I sincerely hope this is the tip of the iceberg for this serious academic research into the community, social aspects of MMOs.
3 of 3 people found the following review helpful
Interesting exploration of virtual worlds...well just EverQuest 12 Mar 2010
By Michael J. Tresca - Published on Amazon.com
Format:Paperback
Author T. L. Taylor is an academic with MUD and MMORPG experience. This is important, because Taylor examines how real life and gaming interact in Play Between Worlds, using EverQuest as her primary source. Through interviews with players and her own experience, Taylor fleshes out what it means to "live" in EverQuest and outside of it, identifying a gaming culture that permeates both membranes. In some cases, there's not much of a membrane at all, as when EverQuest players dress up as their characters at gaming conventions.

Taylor's book is filled with gaming jargon with little explanation. This book is written for people who understand MMORPGs and EverQuest in particular, which unfortunately limits its audience somewhat. That's a shame, because buried in the exposition of gnomes and necromancers are some important revelations.

A large section of the book is devoted to gender issues. Taylor's female gender matters, both in her approach to EverQuest and the roles she chooses to play within it. The hypersexualization of female characters is a real problem in fantasy gaming and it's what led Taylor to pick the unsexy gnome racial archetype.

Taylor also defends "roll-players." She rails against the stereotype of Achiever-style players as incompetent, unintelligent, and aggressive. Taylor takes pains to show how this archetype is unfounded and that achievers are actually highly competent, organized, and bright. What Taylor doesn't address is that this play style is destructive to other play styles. It's not that achievement-oriented players are bad for games - indeed, Taylor stresses that they actually improve games by breaking them - but that other less goal-oriented players are driven away by their dominance.
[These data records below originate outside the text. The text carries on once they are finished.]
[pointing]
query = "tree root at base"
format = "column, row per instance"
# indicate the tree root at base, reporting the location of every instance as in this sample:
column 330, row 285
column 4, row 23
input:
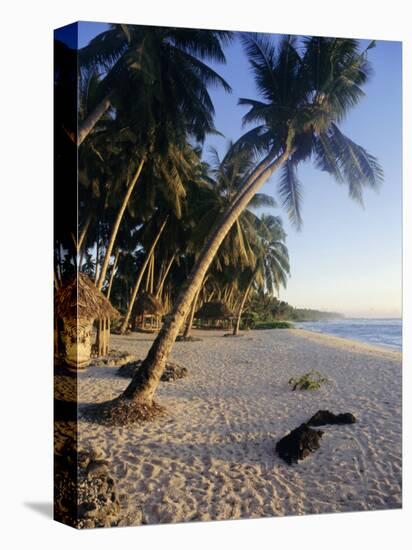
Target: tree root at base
column 122, row 412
Taylor comes to a conclusion that is perhaps not surprising given her experience with MUDs: many of massive multiplayers' problems stem from their sheer size. She's absolutely right; the Dungeons & Dragons'-style of leveling up and killing monsters was never really structured for millions of players killing millions of monsters, leveling up infinitely.
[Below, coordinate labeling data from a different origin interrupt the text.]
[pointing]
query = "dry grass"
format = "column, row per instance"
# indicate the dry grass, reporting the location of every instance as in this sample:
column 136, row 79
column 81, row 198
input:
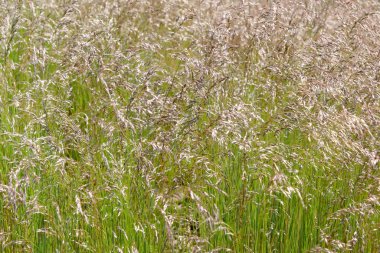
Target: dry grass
column 189, row 126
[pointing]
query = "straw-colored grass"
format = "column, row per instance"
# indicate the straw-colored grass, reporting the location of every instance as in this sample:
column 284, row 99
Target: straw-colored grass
column 189, row 126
I was ready to dislike Play Between Worlds, but Taylor's conclusion matched up with my own decade of experience with online multiplayer games. Worth reading if you're interested in how MUDs and MMORPGs compare or EverQuest. Those with broader interests in virtual communities or gaming in general will find it a little too narrowly focused.
1 of 1 people found the following review helpful
depends on what you want out of it 13 July 2011
By C. Lee - Published on Amazon.com
Format:Paperback|Amazon Verified Purchase
For the non-academic: a well-written, detailed accounting of a digital world, giving the reader a strong grasp of the unique culture and sensibilities. Taylor helps illustrate where the real and the virtual connect and where they stay distinct, as well as raising up potential issues while arguing away others.

For the academic: shallow, meandering, without really any big argument - pure ethnography. If you play games, you already know all this and have likely read books/articles that attack the subject better. If you don't, you should probably ask a student or a professor who does and they'll steer you in a better direction.